Tudo foi acontecendo aos poucos. Quando eu saí da casa da Dona Lydia, estava grávida de dois meses e voltei para a colheita. No quarto mês de gestação, parei de trabalhar. Quando a minha filha estava com sete meses, pensei que seria melhor voltar para a cidade do que ficar no sol quente e comecei a trabalhar na casa da dona Lourdinha do Arnaud. Permaneci doze anos naquele trabalho.
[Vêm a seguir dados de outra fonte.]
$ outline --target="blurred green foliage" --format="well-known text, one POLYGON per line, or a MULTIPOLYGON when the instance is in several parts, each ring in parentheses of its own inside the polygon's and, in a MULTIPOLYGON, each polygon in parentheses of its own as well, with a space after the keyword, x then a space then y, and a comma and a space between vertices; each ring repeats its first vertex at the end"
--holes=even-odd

A minha intenção era ter um serviço em que eu não tivesse horário para chegar ou ir embora e que ganhasse melhor. Quando o marido da dona Lourdinha faleceu, passei a trabalhar dois dias com ela e dois dias para a sua nora. A dona Crezilda também me encontrou um dia na rua e me chamou para trabalhar com ela. Daí comecei a trabalhar com várias pessoas, até completar a minha semana!

Vanuza vive na Nova Cidade.

Os tempos de pandemia prejudicaram muito você?

Fiquei até doente naquela época… As pessoas começaram a me dispensar e o que me ajudou bastante foi o auxílio emergencial. Sem ele, não teria como me manter. Fiquei sem chão naqueles tempos.

Uma vez você me contou que caiu um raio no seu pai…

Sim! Nessa época eu já tinha me casado e a minha filha, a Sheron, estava com dois meses. Foi em fevereiro de 1996. Saiu todo mundo para trabalhar e começou a chuviscar. Estavam o meu marido, meu pai e alguns trabalhadores, debaixo de uma árvore. Quando o raio caiu, o meu marido ficou surdo e mancando de uma perna, mas conseguiu voltar para casa e pedir ajuda. Já o meu pai ficou no chão, paralisado. O raio caminhou pelo lado esquerdo do corpo dele. Um mocinho que estava junto teve a capa de chuva destruída e ficou encolhido por conta do efeito da descarga elétrica. Ele levou um tempo maior para ficar bom porque o raio desceu pelo facão que estava em sua cintura. Ele foi o único que ficou internado. Foi um milagre todos terem se salvado naquele dia!

Você vive há quanto tempo na Nova Cidade?

Faz vinte anos! O meu pai com o meu marido compraram a casa em que moramos de uma família que estava se mudando de Santa Rita e nós tivemos que reformar todo o imóvel. Tudo teve que ser reconstruído porque estava bem mal acabado.